1

I'm trying to run unit tests on my pyspark scripts locally so that I can integrate this into our CI.

$ pyspark
...
>>> import pandas as pd
>>> df = pd.DataFrame([(1,2,3), (4,5,6)])
>>> df
   0  1  2
0  1  2  3
1  4  5  6

As per the documentation, I should be able to convert using the following:

from awsglue.dynamicframe import DynamicFrame
dynamic_frame = DynamicFrame.fromDF(dataframe, glue_ctx, name)

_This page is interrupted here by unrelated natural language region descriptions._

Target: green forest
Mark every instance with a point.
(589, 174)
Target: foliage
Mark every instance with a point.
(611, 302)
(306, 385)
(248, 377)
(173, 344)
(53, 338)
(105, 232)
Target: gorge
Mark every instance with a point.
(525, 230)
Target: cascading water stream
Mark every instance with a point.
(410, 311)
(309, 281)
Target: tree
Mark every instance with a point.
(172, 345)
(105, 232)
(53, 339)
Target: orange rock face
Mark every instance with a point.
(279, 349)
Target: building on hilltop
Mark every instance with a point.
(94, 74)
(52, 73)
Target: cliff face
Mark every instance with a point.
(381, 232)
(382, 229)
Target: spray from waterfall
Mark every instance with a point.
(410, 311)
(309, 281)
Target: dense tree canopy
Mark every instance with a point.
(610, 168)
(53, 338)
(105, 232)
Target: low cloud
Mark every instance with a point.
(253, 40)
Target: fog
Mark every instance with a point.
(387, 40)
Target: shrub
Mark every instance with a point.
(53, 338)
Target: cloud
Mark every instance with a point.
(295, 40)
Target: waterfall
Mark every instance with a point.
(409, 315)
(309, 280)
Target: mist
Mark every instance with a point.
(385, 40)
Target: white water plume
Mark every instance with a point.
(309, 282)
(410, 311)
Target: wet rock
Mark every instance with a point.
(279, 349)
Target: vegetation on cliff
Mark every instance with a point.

But when I try to convert to a DynamicFrame I get errors when trying to instantiate the gluecontext

$ pyspark
>>> from awsglue.context import GlueContext
>>> sc
<SparkContext master=local[*] appName=PySparkShell>
>>> glueContext = GlueContext(sc)
Traceback (most recent call last):
  File "<stdin>", line 1, in <module>
  File "/Library/Python/2.7/site-packages/awsglue/context.py", line 43, in __init__
    self._glue_scala_context = self._get_glue_scala_context(**options)
  File "/Library/Python/2.7/site-packages/awsglue/context.py", line 63, in _get_glue_scala_context
    return self._jvm.GlueContext(self._jsc.sc())
TypeError: 'JavaPackage' object is not callable

How do I get this working WITHOUT using AWS Glue Dev Endpoints? I don't want to be charged EVERY TIME I commit my code. that's absurd.

JonTroncoso
  • 791
  • 1
  • 8
  • 22

2 Answers2

1

Why do you want to convert from dataframe to DynamicFrame as you can't do unit testing using Glue APIs - No mocks for Glue APIs?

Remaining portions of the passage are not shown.